'Contact sales for pricing': opaque Enterprise and Advanced costs
2018–2026
Dropbox publishes no list price for its Enterprise plan, requiring buyers to contact sales for a custom quote — an opacity that lets pricing vary by negotiation and obscures the true cost of moving an organization onto Dropbox.
What happened
Dropbox's highest business tiers are sold behind a sales desk rather than a price tag. While Plus, Professional, Family, and the lower business plans carry published per-user rates, the Enterprise plan — aimed at large organizations needing advanced security, compliance, and integration controls — shows only 'Contact sales for pricing.' There is no public list price, and quotes are assembled case by case based on user count, storage needs, contract length, and features.
This is a common enterprise-software practice, but it has real consequences for buyers. Pricing that is never published means two customers can pay very different rates for the same product, that the cost cannot be compared at a glance against transparently priced rivals like Google Workspace and Microsoft 365, and that organizations must enter a sales process simply to learn what Dropbox would charge. Reporting on Dropbox's enterprise pricing notes per-user costs commonly land in a wide range depending on negotiation and commitment, with discounts available below the published Advanced rates for those willing to bargain.

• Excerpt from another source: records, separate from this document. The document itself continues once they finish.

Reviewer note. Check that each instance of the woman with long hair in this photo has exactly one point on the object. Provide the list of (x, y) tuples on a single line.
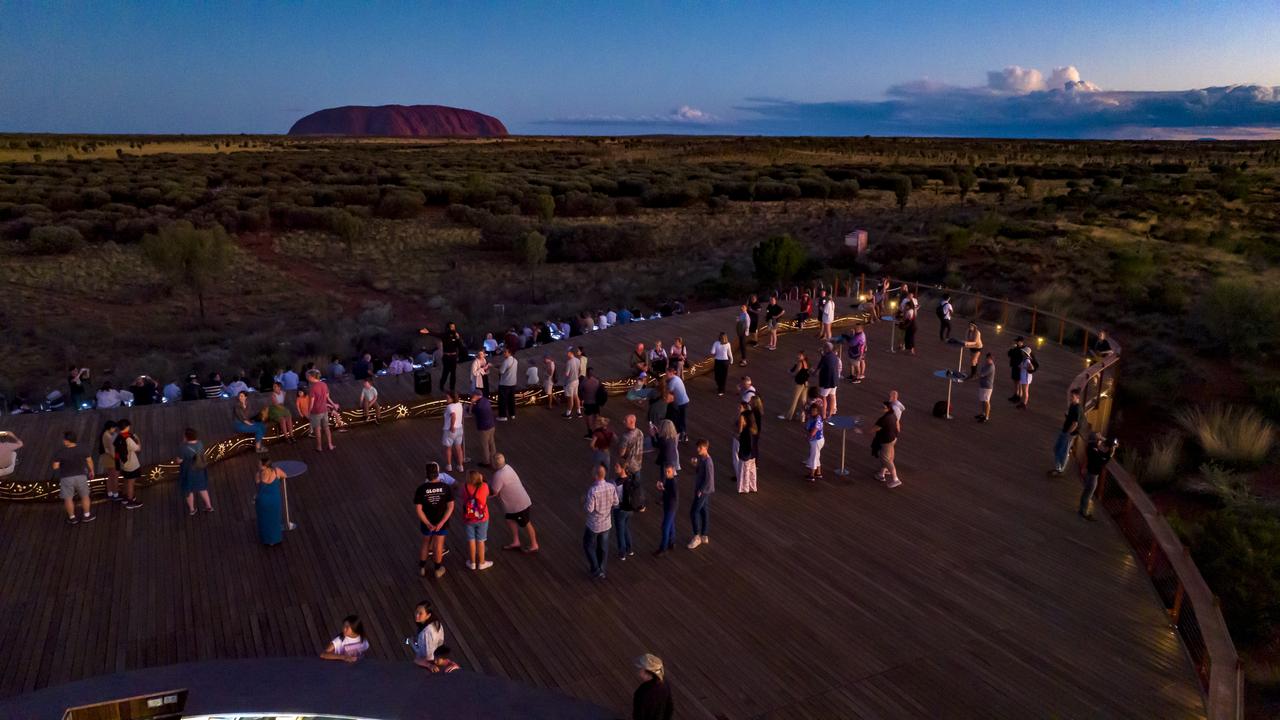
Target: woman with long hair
[(475, 513), (269, 502), (350, 645)]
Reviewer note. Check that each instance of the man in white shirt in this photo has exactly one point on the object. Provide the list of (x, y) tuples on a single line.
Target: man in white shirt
[(515, 501)]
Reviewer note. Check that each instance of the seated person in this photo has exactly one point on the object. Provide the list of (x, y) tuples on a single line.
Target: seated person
[(108, 396), (350, 645)]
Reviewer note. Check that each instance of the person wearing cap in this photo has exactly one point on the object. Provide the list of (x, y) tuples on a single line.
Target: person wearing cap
[(1096, 459), (652, 700)]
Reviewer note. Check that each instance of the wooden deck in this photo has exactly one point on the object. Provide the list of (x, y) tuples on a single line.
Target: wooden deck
[(972, 591)]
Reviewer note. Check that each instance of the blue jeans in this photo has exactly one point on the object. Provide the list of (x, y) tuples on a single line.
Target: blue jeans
[(700, 514), (668, 524), (259, 429), (622, 527), (597, 548), (1060, 450)]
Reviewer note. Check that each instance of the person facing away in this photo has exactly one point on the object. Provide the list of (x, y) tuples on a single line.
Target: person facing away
[(350, 645), (652, 700)]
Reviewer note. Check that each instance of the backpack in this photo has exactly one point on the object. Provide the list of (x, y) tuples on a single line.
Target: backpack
[(635, 493)]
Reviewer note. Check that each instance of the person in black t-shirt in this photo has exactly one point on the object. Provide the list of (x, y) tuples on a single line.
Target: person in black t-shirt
[(433, 501)]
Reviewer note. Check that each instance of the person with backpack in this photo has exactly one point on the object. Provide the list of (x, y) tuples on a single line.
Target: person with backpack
[(193, 472), (945, 311), (127, 446), (631, 499), (1027, 372), (600, 500), (704, 484), (475, 513)]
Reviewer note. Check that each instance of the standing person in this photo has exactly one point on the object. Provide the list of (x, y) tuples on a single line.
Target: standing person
[(451, 347), (433, 502), (723, 354), (592, 392), (1025, 374), (668, 490), (773, 313), (268, 504), (743, 327), (753, 309), (475, 513), (828, 377), (279, 414), (1068, 434), (246, 420), (800, 374), (629, 446), (986, 384), (127, 446), (106, 460), (508, 376), (549, 379), (350, 645), (193, 472), (571, 383), (602, 497), (74, 468), (481, 411), (679, 405), (507, 487), (652, 700), (318, 411), (429, 637), (1015, 365), (945, 311), (908, 313), (883, 443), (453, 436), (369, 404), (856, 350), (704, 484), (826, 314), (631, 499), (973, 342), (814, 433), (1096, 459)]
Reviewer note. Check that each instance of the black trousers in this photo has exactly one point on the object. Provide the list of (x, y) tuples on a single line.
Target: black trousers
[(721, 374), (449, 369), (506, 401)]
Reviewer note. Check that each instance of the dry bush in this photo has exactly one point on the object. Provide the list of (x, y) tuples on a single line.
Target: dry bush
[(1229, 433)]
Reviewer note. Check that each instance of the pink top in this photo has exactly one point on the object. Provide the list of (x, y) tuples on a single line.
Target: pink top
[(319, 397)]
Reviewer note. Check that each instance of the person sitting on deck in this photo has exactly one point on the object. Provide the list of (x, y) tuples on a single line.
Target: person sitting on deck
[(351, 645)]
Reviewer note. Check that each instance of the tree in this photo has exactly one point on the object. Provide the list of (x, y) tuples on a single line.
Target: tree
[(778, 259), (901, 186), (190, 258), (350, 228)]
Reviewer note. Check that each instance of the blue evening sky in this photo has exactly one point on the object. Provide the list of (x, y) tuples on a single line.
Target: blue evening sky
[(565, 67)]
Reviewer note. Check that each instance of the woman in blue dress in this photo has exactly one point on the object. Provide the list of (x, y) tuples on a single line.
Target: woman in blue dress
[(193, 473), (270, 522)]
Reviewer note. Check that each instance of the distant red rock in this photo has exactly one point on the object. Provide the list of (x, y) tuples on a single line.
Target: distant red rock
[(400, 121)]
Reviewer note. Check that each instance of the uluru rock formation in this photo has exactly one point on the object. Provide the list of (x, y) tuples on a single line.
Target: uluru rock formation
[(400, 121)]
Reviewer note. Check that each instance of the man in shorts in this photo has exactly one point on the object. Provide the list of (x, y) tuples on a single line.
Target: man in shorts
[(74, 468), (515, 500), (433, 501)]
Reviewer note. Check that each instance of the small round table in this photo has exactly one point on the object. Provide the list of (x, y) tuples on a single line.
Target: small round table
[(292, 469)]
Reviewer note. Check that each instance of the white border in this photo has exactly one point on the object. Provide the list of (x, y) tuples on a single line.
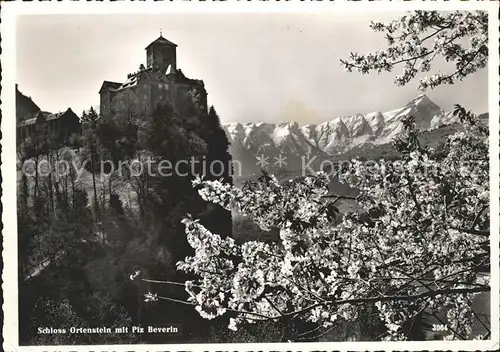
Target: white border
[(10, 10)]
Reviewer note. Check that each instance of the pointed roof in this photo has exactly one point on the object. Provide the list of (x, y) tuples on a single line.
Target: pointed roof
[(161, 41)]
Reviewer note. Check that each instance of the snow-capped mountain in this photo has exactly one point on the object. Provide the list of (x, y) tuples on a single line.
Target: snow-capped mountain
[(249, 141)]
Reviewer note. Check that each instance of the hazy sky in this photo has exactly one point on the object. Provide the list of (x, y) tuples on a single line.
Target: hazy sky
[(256, 67)]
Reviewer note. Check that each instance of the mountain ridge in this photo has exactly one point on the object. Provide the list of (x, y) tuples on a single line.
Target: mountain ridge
[(328, 139)]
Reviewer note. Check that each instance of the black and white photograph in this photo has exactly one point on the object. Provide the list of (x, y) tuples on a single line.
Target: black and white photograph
[(257, 177)]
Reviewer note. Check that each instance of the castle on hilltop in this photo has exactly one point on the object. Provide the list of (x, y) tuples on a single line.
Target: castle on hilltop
[(159, 83)]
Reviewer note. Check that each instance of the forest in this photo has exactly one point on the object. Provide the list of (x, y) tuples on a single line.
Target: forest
[(118, 248)]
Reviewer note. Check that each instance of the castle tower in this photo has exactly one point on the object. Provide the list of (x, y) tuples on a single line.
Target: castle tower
[(161, 54)]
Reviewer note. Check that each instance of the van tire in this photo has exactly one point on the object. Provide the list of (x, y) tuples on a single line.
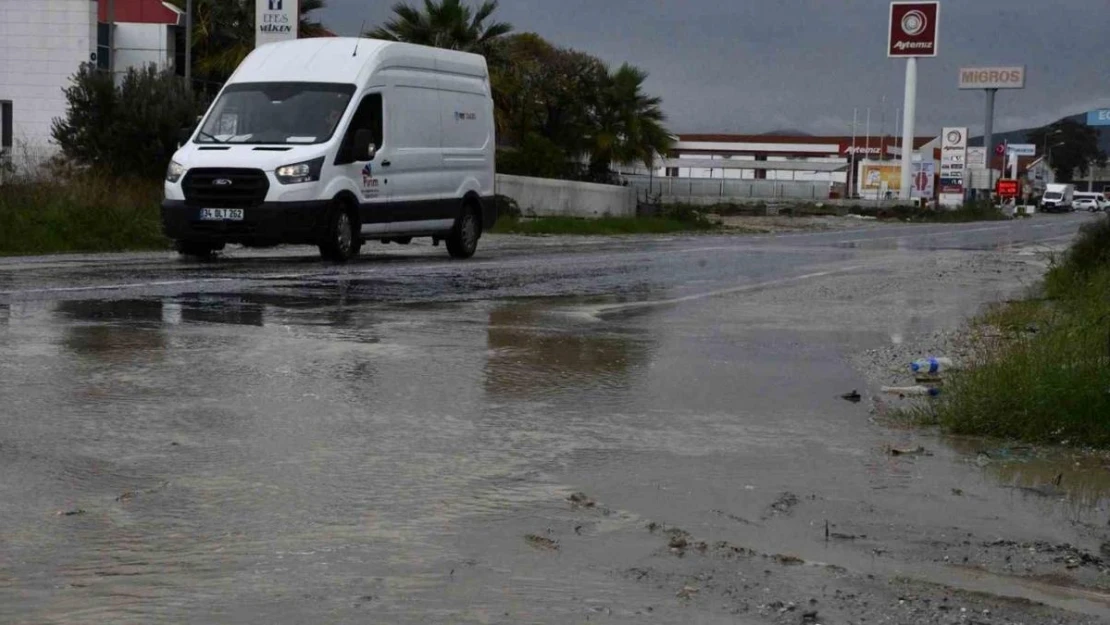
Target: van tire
[(463, 240), (197, 250), (342, 240)]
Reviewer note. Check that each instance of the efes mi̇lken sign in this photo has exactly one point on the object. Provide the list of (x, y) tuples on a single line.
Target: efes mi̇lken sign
[(275, 20), (912, 29)]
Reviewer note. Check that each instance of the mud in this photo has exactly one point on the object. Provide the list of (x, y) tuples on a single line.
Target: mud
[(622, 430)]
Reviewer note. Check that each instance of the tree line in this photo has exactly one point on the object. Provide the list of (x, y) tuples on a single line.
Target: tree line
[(559, 112)]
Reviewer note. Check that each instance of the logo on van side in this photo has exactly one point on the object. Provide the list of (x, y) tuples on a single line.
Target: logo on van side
[(369, 182)]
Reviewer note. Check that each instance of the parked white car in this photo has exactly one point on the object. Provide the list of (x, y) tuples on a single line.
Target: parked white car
[(1092, 202), (337, 141)]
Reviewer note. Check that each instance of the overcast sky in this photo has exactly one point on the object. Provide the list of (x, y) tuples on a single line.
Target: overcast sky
[(756, 66)]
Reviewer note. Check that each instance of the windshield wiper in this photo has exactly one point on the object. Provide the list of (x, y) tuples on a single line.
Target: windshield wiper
[(212, 137)]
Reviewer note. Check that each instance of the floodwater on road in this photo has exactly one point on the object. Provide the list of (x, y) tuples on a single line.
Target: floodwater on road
[(265, 439)]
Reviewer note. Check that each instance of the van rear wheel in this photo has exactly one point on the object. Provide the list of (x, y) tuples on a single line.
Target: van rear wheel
[(197, 250), (463, 240), (341, 241)]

For the watchdog record, the issue is not that custom enterprise contracts exist, but that the absence of any public benchmark shifts power to the seller: customers without procurement leverage may overpay, and the lack of transparency makes it harder for the market to hold Dropbox's pricing to account.
Impact
Opaque, quote-only enterprise pricing benefits Dropbox at the expense of buyers, who cannot compare costs without engaging sales and who may pay materially more than a better-negotiated peer for identical service. It stands in contrast to competitors that publish business-tier prices, and it is part of the broader upmarket shift in which Dropbox's most important customers are handled through negotiated contracts rather than transparent, self-serve plans.